Sen. Richard Saslaw, D-Fairfax, did not return calls seeking comment Thursday.
The senator’s elevator comment on Monday has been buzzing through conservative Web sites since Wednesday, when Pierce said he sent out an e-mail alert and a news release.
Thursday morning, Pierce was on a Richmond radio show to discuss the incident.
Trey Yeatts, executive producer of Richmond’s Morning News with Jimmy Barrett, said he wanted to ask Saslaw about the incident, but Saslaw hadn’t returned his calls.
"From the listeners that we’ve heard from, it seems that most people are, I guess you’d say, incensed," Yeatts said, "by a lack of apparent respect for [gun-rights supporters], not just in his district but within the entire commonwealth."

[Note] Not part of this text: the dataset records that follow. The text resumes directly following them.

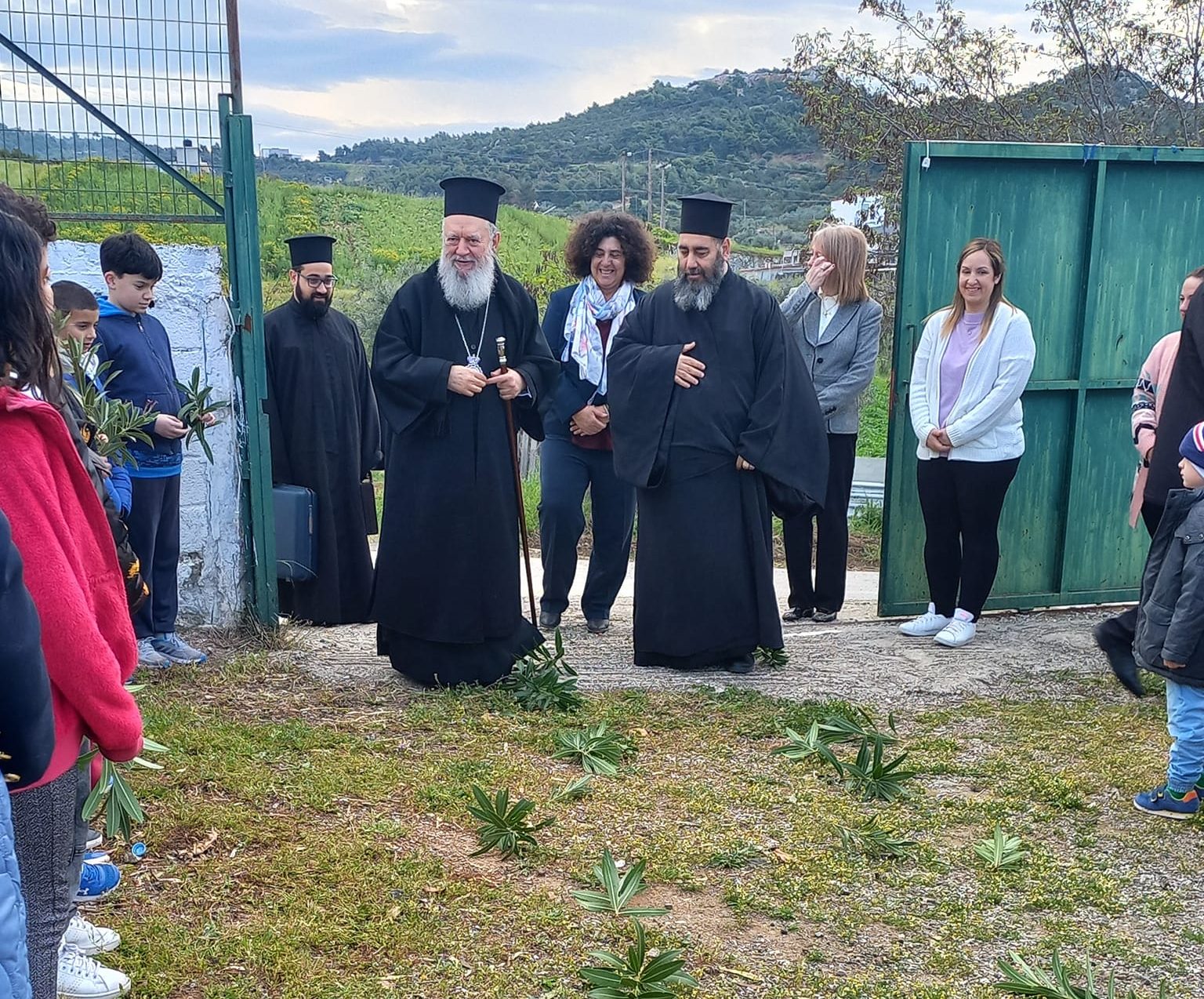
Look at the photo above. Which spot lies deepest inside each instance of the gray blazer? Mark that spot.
(842, 361)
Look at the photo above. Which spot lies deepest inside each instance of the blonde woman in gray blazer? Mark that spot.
(837, 327)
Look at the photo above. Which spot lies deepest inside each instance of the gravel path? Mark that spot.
(860, 657)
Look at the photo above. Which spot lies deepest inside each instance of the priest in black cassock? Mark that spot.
(714, 420)
(448, 598)
(325, 433)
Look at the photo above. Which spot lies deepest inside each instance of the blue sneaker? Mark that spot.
(1159, 801)
(171, 646)
(96, 881)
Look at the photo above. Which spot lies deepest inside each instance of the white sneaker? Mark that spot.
(81, 978)
(926, 624)
(90, 939)
(959, 632)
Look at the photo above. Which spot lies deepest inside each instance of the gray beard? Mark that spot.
(467, 293)
(698, 298)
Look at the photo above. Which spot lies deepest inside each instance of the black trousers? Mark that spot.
(566, 471)
(961, 504)
(830, 536)
(1122, 628)
(154, 536)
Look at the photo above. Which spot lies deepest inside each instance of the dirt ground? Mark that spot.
(858, 657)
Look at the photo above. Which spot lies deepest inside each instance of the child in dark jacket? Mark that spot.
(1170, 628)
(137, 346)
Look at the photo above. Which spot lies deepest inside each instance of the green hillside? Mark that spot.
(738, 135)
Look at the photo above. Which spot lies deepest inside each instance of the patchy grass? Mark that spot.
(307, 841)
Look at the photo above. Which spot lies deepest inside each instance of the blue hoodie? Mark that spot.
(143, 372)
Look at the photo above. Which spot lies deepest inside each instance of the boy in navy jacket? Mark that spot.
(1170, 629)
(137, 346)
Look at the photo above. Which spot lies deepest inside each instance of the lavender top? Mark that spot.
(963, 343)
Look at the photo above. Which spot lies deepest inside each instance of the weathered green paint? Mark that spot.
(1097, 242)
(251, 368)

According to Washingtonpost.com, Saslaw responded to questions with the remark, "How do they know I was referring to them and not the other side? ... Some of those people must have one hell of an inferiority complex."

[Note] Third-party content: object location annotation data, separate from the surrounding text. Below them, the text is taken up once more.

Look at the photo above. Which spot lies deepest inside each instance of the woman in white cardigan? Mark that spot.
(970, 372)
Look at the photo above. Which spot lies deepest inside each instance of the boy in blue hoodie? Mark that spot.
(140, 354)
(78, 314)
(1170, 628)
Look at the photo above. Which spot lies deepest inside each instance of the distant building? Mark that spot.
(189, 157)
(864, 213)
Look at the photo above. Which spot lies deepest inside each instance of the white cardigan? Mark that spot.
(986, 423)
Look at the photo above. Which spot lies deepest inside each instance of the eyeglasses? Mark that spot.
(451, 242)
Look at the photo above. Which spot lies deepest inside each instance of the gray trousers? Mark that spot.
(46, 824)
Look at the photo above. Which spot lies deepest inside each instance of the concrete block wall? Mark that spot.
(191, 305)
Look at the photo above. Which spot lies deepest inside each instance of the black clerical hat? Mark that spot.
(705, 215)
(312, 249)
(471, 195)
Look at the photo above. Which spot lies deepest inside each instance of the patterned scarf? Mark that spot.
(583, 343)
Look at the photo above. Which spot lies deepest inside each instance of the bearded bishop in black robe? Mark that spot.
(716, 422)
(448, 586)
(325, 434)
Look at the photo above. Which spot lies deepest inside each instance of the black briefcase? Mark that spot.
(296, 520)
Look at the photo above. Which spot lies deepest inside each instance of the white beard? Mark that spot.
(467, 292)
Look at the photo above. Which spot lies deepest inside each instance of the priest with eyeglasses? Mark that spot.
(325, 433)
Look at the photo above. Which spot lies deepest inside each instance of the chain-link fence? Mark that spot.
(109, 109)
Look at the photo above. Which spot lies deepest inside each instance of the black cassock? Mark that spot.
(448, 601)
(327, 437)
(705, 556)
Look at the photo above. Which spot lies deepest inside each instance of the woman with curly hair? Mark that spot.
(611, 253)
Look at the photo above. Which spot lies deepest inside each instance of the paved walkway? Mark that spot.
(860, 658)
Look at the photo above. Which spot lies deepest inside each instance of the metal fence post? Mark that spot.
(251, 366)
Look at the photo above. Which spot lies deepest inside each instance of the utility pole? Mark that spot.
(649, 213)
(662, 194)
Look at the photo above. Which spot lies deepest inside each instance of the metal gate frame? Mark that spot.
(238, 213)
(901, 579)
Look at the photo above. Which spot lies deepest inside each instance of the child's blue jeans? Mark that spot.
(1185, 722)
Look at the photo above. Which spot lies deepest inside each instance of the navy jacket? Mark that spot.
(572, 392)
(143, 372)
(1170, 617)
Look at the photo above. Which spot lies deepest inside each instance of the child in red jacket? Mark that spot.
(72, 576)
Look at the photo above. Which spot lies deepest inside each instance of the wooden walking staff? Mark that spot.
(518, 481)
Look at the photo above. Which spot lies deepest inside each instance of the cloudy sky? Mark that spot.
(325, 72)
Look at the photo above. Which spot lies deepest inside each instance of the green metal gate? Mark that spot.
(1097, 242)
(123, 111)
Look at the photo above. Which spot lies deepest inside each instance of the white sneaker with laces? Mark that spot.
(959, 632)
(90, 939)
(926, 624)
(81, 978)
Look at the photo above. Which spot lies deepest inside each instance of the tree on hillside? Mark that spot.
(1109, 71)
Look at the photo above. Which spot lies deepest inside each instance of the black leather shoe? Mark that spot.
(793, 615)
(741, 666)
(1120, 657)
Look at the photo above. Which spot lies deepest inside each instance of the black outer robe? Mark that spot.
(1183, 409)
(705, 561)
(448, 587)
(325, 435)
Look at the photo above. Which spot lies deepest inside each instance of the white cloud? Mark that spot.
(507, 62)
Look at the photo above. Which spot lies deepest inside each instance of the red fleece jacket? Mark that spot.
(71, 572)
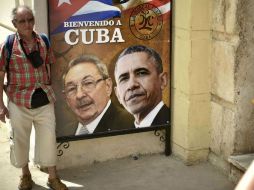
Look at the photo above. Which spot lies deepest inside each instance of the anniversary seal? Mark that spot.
(146, 21)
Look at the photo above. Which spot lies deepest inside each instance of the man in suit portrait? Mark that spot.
(87, 90)
(140, 81)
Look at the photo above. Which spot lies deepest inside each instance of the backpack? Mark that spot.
(9, 45)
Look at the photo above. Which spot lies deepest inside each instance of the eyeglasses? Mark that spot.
(23, 21)
(86, 85)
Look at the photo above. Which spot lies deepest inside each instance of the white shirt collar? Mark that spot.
(92, 125)
(147, 121)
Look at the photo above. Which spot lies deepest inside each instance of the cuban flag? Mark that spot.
(61, 11)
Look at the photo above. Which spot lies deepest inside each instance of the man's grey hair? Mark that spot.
(152, 54)
(15, 10)
(83, 59)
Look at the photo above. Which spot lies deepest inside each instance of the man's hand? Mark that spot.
(4, 112)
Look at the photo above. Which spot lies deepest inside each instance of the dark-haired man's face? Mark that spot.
(138, 84)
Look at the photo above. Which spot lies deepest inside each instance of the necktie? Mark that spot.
(83, 130)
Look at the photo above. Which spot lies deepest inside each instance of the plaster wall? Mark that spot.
(225, 41)
(244, 79)
(191, 79)
(232, 79)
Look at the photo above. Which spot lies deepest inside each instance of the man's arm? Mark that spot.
(3, 110)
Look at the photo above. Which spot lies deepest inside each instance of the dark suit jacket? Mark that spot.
(115, 118)
(162, 117)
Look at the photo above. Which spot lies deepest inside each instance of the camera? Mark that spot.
(35, 59)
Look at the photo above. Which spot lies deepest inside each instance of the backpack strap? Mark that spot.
(9, 45)
(45, 39)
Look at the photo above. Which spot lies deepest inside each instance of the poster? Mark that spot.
(135, 92)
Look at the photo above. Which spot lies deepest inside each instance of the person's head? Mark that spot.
(23, 20)
(140, 80)
(87, 87)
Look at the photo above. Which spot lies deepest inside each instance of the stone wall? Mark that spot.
(245, 79)
(224, 93)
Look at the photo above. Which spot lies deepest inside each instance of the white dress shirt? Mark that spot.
(147, 121)
(92, 125)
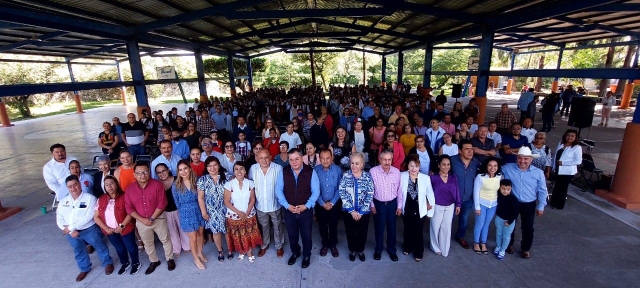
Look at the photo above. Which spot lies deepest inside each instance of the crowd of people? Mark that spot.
(247, 167)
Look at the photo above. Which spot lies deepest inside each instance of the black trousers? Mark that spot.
(560, 189)
(299, 226)
(328, 223)
(527, 212)
(356, 232)
(413, 235)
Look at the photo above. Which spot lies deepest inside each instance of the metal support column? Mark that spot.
(202, 84)
(123, 90)
(313, 69)
(426, 77)
(232, 78)
(484, 65)
(250, 74)
(76, 94)
(400, 68)
(133, 51)
(384, 72)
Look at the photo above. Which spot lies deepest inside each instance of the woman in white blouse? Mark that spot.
(242, 227)
(485, 200)
(565, 166)
(607, 105)
(418, 203)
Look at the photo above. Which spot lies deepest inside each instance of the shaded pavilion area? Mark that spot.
(573, 247)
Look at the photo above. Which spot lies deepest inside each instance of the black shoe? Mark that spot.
(152, 267)
(171, 265)
(306, 261)
(135, 268)
(124, 268)
(292, 259)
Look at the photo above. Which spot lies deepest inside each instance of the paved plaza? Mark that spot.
(588, 244)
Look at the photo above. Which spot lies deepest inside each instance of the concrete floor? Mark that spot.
(584, 245)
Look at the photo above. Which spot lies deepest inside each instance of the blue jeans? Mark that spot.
(385, 214)
(93, 237)
(481, 229)
(463, 218)
(125, 244)
(136, 150)
(503, 233)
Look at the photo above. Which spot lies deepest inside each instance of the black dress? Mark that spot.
(413, 224)
(561, 187)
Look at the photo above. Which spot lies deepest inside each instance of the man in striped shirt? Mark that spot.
(264, 175)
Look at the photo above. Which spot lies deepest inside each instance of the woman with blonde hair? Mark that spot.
(186, 196)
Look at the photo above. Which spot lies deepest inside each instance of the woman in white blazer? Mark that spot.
(418, 203)
(568, 157)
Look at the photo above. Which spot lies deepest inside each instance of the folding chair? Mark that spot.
(588, 165)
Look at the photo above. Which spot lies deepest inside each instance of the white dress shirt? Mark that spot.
(76, 214)
(54, 175)
(265, 185)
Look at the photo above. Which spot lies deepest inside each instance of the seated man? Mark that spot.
(75, 218)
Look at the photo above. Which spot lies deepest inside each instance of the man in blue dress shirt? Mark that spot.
(529, 186)
(328, 205)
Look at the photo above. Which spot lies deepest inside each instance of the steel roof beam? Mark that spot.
(258, 32)
(313, 35)
(31, 41)
(77, 42)
(599, 26)
(219, 10)
(534, 39)
(308, 13)
(95, 51)
(367, 29)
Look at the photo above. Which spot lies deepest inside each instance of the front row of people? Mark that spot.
(235, 207)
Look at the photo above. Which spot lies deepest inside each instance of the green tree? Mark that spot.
(217, 68)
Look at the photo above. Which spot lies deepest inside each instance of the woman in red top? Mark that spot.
(114, 222)
(196, 165)
(391, 143)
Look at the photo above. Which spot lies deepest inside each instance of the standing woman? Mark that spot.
(239, 197)
(565, 166)
(448, 148)
(376, 137)
(186, 197)
(356, 192)
(229, 158)
(108, 141)
(311, 158)
(485, 199)
(408, 139)
(418, 203)
(395, 146)
(119, 227)
(607, 105)
(425, 155)
(282, 159)
(341, 147)
(179, 239)
(267, 127)
(86, 180)
(447, 198)
(327, 121)
(211, 201)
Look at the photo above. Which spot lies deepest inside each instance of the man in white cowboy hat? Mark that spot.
(529, 186)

Late Thursday, the Republican Party of Virginia issued a news release asking Saslaw to explain who exactly he was insulting.
"When a member of the Virginia General Assembly makes a comment like that, I thought that it would be appropriate for him to explain himself," spokesman Josh Noland said in an interview.
"Is he meaning the supporters of these stricter [gun] laws are like the cast of ‘Deliverance’ or the people that want to protect gun rights are like the cast of ‘Deliverance,’ and what did he mean by that?"
Pierce, a software developer who lives on a farm outside Bristol, said he’d like to see an apology – and as of Thursday afternoon he said 1,896 voters had written to their legislators asking for the same.
He’d also like to see Saslaw held accountable by his own party for the comment.
"I believe that Sen. Saslaw and many of those who oppose gun ownership truly believe that those who believe in the right to keep and bear arms, those who hunt, those who come from a rural background, are somehow less deserving of respect than the elite urbanites that they consider themselves and their peers to be," Pierce said.
"I think that the goal is not so much to get Sen. Saslaw to apologize but to get the Democratic leadership, many of whom are very pro-gun and do a lot of great things for rural Virginia, to rein him in and tell him that’s not acceptable."